This morning, Patent and Trademark Office (PTO) Director Iancu gave remarks at the Intellectual Property Owners Association (IPO) Annual Meeting. Perhaps unsurprisingly, given IPO’s efforts to legislatively overturn the Supreme Court’s recent cases reinforcing the bar on patents on products of nature and abstract ideas, Director Iancu’s remarks focused on patentable subject matter—§ 101.
While the remarks aren’t formal guidance, what Director Iancu has described is concerning. Specifically, he states that the guidance would instruct examiners to “allow claims that include otherwise excluded matter as long as that matter is integrated into a practical application.”

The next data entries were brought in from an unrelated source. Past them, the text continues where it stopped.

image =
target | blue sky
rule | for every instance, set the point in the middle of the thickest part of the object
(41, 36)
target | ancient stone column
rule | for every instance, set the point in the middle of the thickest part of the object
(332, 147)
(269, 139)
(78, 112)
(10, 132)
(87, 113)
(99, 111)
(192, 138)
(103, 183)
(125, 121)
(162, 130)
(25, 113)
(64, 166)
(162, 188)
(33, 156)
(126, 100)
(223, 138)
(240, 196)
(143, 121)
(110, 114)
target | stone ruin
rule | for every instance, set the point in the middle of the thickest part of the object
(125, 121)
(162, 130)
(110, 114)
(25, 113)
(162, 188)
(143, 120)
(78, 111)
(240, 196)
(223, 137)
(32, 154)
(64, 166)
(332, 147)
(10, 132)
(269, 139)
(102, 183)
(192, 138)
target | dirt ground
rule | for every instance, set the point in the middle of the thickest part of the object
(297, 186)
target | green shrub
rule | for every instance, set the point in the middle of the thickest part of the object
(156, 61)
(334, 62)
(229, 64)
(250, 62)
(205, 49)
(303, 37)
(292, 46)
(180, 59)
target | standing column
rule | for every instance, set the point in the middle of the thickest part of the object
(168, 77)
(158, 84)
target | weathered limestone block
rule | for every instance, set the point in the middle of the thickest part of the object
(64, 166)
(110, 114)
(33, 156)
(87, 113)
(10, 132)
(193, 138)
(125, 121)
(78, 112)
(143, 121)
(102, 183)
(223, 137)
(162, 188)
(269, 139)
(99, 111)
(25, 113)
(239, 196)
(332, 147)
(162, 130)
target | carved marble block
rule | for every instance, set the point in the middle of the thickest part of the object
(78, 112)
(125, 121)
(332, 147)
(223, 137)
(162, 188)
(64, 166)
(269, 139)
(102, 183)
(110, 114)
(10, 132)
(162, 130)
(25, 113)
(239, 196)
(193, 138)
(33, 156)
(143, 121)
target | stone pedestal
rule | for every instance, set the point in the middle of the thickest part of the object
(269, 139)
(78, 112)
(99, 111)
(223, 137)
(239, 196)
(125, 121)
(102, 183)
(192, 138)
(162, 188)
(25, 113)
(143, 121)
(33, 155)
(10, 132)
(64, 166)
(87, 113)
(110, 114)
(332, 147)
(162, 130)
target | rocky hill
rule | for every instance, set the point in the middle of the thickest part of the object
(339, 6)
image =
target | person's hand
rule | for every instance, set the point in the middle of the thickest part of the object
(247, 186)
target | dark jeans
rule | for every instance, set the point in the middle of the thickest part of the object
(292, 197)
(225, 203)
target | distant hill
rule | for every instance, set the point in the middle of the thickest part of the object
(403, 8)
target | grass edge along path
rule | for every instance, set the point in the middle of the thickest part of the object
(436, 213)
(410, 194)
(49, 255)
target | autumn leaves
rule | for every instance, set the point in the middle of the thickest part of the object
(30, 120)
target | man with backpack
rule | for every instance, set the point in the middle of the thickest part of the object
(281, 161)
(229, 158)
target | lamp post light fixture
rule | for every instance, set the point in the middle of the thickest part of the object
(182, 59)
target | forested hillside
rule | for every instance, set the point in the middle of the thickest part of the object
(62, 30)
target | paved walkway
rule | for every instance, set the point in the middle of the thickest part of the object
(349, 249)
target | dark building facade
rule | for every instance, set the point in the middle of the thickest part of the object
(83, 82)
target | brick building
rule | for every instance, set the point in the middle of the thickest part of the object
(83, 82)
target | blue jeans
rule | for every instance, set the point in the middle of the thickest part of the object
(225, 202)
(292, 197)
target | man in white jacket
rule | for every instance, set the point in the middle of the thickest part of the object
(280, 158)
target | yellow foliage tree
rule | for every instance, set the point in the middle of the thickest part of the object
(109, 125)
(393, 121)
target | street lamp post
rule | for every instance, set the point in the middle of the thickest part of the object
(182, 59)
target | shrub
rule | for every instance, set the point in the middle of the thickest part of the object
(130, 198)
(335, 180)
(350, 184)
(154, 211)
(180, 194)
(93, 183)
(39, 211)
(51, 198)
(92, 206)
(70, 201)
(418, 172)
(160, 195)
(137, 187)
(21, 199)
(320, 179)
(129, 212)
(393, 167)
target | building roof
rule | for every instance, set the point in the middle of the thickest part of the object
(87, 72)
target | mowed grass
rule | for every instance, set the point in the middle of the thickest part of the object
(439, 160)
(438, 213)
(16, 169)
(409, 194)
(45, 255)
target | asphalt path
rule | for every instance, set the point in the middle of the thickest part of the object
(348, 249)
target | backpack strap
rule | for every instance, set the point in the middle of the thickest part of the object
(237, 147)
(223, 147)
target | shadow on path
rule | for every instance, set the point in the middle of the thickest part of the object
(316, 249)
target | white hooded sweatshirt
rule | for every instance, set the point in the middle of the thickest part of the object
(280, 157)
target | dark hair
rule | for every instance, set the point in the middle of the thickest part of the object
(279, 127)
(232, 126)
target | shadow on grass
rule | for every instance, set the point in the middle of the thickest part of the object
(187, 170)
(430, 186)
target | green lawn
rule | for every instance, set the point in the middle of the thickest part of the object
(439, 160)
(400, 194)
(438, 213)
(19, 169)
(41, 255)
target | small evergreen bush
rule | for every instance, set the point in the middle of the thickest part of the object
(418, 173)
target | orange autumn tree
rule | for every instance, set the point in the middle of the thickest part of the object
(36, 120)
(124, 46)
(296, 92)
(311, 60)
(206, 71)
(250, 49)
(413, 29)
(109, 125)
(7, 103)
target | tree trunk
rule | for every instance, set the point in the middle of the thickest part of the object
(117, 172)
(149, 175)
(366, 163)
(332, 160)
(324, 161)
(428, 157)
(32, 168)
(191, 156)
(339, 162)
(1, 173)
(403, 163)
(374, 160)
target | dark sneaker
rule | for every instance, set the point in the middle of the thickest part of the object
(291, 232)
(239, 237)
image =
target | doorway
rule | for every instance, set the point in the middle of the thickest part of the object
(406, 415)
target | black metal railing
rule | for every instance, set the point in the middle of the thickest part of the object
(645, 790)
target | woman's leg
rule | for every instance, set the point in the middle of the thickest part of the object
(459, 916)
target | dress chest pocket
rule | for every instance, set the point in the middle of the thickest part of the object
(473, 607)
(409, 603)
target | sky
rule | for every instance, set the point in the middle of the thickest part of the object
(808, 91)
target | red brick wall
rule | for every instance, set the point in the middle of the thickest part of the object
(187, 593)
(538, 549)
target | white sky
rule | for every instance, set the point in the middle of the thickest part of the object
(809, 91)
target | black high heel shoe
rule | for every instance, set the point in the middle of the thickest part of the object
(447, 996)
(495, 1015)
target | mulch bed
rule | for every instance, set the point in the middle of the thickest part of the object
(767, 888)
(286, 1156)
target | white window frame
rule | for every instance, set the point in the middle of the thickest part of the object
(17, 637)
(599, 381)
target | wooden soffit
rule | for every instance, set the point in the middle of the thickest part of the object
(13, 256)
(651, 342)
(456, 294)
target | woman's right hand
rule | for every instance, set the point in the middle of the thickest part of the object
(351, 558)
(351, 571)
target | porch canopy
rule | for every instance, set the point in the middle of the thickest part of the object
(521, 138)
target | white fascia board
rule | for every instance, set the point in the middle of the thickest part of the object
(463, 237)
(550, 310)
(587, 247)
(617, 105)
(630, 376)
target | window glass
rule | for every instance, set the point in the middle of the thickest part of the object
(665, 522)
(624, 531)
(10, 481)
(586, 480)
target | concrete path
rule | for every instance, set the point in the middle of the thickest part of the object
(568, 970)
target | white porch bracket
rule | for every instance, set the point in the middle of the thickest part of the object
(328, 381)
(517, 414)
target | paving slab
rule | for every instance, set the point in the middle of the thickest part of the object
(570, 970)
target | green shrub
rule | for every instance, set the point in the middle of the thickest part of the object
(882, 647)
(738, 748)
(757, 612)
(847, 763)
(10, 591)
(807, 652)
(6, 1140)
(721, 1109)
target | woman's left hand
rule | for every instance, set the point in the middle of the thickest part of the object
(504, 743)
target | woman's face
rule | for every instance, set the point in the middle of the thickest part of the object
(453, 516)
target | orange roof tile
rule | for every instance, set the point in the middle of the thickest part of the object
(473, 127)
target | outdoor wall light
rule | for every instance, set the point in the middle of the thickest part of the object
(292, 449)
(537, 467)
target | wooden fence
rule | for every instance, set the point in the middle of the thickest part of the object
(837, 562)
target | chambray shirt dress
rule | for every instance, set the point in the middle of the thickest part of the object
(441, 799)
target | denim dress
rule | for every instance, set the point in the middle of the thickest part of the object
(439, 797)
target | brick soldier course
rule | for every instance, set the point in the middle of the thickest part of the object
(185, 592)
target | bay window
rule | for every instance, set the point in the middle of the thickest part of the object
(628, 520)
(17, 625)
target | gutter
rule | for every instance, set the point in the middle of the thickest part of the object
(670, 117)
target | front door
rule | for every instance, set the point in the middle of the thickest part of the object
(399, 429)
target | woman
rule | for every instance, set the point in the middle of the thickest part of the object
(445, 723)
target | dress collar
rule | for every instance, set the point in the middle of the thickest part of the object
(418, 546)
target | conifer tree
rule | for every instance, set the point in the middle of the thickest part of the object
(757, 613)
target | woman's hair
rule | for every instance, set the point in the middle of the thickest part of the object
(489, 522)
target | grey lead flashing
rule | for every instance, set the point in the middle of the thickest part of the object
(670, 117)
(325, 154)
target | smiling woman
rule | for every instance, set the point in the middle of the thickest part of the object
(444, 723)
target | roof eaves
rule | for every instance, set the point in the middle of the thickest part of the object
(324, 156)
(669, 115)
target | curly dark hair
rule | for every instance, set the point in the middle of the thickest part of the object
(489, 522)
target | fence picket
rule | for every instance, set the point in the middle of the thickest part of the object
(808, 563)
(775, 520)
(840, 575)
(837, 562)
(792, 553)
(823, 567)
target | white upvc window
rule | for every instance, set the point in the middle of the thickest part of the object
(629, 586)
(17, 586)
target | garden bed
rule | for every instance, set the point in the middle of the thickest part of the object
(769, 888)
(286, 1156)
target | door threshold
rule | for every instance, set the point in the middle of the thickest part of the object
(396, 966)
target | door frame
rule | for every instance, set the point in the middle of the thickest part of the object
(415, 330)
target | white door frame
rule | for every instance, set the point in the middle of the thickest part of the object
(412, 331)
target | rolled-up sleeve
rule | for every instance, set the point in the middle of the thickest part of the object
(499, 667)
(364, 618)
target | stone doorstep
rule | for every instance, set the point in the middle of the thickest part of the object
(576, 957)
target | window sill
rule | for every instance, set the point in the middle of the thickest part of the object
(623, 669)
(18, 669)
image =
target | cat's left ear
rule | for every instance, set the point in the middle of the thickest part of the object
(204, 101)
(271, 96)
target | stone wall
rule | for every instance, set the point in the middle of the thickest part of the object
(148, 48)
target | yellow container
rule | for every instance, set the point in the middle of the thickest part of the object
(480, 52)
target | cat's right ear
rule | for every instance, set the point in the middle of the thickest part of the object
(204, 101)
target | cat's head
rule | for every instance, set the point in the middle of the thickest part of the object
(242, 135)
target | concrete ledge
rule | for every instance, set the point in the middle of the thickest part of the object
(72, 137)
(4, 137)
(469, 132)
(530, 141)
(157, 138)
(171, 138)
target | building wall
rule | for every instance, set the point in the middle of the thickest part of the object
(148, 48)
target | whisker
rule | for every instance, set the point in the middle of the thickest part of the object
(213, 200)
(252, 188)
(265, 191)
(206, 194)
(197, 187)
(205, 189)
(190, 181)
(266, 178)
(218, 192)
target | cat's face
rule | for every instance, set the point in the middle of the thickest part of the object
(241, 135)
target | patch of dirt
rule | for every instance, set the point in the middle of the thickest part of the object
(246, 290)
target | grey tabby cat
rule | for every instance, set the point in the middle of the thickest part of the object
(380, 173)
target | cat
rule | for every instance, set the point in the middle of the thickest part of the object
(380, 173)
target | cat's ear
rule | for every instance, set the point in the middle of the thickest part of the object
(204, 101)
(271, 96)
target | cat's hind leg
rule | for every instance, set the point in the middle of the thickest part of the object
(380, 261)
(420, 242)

The problem, of course, is that the Supreme Court has determined that that isn’t sufficient. In Mayo, the Court explicitly said that “one must do more than simply state the law of nature while adding the words ‘apply it.’” It’s inarguable that in Mayo, the law of nature was integrated into a practical application (determining an optimal dosage). But the Court held it to be ineligible.
This has been the Supreme Court’s view for quite some time. Forty years ago, in Parker v. Flook, the Court held that a formula for computing alarm limits in a catalytic conversion process was ineligible as claiming an abstract idea. Again, inarguably a practical application, but nonetheless ineligible.
Iancu’s proposed guidance gets it wrong because it describes the inquiry backwards. Iancu said “it does not matter if the ‘integration’ steps are arguably ‘conventional’; as long as the integration is into a practical application, then the 101 analysis is concluded.”
That’s the opposite of what the Court has held. Instead, the Court has directed the PTO to decide if the claim was directed to an abstract idea, and if it was, to see if the other aspects of the claim were well-understood, routine, and conventional. 
If the PTO shifts to the guidance as described in Iancu’s remarks today, the PTO will be ignoring multiple Supreme Court cases. And the end result would be a PTO repeating the mistakes of the early 2000s—issuing hundreds of thousands of patents on ineligible subject matter, leading to more court cases and chilling effects on innovation.